It’s a common theme to accumulate legacy Web domains over time through services since deprecated or migrated. It also was common practice to create a new domain per service, e.g., a company example Org would by a another domain service.com for one service of theirs, instead of providing it through a subdomain service.expample.org on their main domain.

In order to fight phishing among other things one goal is reduce the number of domains users (and admins in company networks) need to treat as “trustworthy”. In addition, reducing the number of such domains can ease the rollout of technical anti-phishing measures such as HTTP/S, STS, … . As such, the current trend is to use subdomains or paths on the main domain instead.
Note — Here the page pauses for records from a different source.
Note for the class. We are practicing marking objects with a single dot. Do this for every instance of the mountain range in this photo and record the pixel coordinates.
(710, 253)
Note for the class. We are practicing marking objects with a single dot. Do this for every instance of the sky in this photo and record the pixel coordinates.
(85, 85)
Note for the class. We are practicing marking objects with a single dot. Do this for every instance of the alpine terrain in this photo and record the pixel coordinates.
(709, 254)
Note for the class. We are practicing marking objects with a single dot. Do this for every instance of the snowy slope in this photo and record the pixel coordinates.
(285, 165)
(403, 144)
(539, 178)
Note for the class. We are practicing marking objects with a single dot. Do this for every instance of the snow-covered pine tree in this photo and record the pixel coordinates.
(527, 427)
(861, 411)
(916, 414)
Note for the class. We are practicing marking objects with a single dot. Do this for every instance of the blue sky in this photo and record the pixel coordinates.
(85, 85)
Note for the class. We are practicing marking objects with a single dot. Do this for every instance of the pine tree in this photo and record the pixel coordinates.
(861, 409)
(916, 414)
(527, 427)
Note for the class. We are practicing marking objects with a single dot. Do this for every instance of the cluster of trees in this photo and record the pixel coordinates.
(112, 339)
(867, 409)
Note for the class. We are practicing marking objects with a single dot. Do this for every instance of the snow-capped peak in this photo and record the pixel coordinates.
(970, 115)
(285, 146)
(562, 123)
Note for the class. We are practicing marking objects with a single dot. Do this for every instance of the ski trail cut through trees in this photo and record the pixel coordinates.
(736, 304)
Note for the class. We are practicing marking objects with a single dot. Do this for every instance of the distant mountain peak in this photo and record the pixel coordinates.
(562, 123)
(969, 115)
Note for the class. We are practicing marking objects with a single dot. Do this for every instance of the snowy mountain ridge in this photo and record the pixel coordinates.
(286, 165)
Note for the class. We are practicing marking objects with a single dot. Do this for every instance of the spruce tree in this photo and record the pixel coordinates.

When migrating, old domains should remain under the ownership of the company and refer to the new pages. Generally, this can be implemented using DNS with DNS CNAME and A/AAAA Records or HTTP with HTTP Forwarding.

Problems with HTTP Forwarding

One possibility is to keep maintaining old servers on their own IPs and reconfigure their web server installations to request the browser to redirect to the new website. The downside is the burden of needing to keep said servers up-to-date, pay the technical costs and ensure valid SSL-certificates for all old domains.

If done different however, the stated goal of moving everything to a subdomain of the main domain can lead to reduced effort.

DNS Forwarding: Naïve Approach

Instead of using HTTP-Forwarding, a DNS CNAME record for the old domain can refer to the IP of the new server. This may be example.org when the new site is hosted under example.org/service or service.example.org if it’s hosted through a subdomain:

Now users can navigate to service.com but requests will actually go to service.example.org.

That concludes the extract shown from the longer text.